We're not just maintaining the status quo. We're innovators delivering novel capabilities such as GPU RDMA, ML Networking for Virtual Machines (VMs) and bare metal, monitoring, packet telemetry, etc. Our team is growing rapidly, and with you on board, it will grow even stronger. As we deliver these key projects, you will have a unique opportunity to shape the future of Google's network. Your ideas and expertise will directly influence how we build and evolve the infrastructure that powers everything at Google.
Responsibilities
- Understand capabilities provided by series of ConnectX (CX) Network Interface Cards (NICs).
- Design features that seamlessly integrate GPU-to-GPU communication capabilities into the unique Google Cloud Infrastructure.

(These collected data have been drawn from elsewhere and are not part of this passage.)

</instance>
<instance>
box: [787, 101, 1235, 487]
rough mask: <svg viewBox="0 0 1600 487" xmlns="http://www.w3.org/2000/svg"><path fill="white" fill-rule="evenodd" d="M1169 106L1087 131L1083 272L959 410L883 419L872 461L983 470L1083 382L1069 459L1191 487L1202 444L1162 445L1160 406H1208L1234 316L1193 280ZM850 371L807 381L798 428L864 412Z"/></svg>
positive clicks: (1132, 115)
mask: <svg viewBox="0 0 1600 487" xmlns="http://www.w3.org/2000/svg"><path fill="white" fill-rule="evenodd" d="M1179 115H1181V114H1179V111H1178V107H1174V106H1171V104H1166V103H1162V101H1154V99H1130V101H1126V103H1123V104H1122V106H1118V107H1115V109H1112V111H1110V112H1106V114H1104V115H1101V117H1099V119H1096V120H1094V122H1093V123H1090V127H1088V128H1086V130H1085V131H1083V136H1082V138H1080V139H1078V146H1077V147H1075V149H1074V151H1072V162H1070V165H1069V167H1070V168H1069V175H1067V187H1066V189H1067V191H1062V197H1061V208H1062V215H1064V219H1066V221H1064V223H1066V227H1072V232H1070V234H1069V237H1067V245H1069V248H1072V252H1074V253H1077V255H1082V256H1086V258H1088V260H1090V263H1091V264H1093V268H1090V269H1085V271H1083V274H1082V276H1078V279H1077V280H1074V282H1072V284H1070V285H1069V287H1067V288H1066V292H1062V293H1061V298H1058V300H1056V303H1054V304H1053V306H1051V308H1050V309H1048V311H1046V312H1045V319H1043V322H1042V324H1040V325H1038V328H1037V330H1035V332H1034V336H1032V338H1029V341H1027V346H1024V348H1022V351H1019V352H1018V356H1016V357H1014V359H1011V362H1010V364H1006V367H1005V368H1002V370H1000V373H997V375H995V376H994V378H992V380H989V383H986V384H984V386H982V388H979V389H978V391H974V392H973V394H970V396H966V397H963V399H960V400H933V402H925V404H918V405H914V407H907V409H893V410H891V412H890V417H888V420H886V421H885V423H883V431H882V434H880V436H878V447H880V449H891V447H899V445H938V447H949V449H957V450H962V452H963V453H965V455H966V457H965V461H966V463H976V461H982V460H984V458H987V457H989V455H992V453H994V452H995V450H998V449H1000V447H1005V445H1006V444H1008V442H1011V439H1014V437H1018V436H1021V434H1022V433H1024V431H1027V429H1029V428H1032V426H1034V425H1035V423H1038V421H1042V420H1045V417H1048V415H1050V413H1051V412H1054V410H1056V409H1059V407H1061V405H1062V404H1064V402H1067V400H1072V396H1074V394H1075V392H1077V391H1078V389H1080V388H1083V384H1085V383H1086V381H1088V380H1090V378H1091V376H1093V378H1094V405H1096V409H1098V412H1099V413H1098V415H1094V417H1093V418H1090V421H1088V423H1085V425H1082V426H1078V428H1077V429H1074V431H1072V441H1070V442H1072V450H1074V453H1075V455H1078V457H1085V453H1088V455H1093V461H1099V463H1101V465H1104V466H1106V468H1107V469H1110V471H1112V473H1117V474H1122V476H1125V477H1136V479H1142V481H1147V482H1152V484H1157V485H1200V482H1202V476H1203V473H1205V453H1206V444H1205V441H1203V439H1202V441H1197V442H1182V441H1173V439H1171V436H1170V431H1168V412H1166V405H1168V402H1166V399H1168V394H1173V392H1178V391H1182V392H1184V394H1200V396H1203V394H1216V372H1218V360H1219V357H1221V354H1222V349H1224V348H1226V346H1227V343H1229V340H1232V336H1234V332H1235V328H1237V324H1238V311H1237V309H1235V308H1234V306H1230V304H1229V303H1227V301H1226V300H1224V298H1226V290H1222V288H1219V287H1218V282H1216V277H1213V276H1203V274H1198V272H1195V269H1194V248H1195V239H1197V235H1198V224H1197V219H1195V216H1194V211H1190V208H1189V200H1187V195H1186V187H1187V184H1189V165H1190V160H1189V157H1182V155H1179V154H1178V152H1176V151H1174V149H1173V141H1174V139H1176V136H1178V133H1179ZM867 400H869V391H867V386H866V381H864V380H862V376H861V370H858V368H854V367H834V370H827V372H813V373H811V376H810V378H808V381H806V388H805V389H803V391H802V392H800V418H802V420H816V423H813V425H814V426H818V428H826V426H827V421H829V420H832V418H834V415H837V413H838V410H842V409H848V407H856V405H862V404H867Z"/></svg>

- Bring your designs to life by meticulously coding and implementing the features that enable efficient and reliable GPU-to-GPU communication on the new VM families.
- Deliver virtual ML networking infrastructure enabling ML workloads to run in Google Cloud Platform (GCP).
- Enable fast GPU RDMA networking for VM and Baremetal by exposing the NICs.
Minimum qualifications:
- Bachelor's degree or equivalent practical experience.
- 5 years of experience with one or more general purpose programming languages including but not limited to: Java, C/C++, Python, or Go.
Preferred qualifications:
- Experience with software architecture, software engineering, networking protocols, network virtualization, or networking.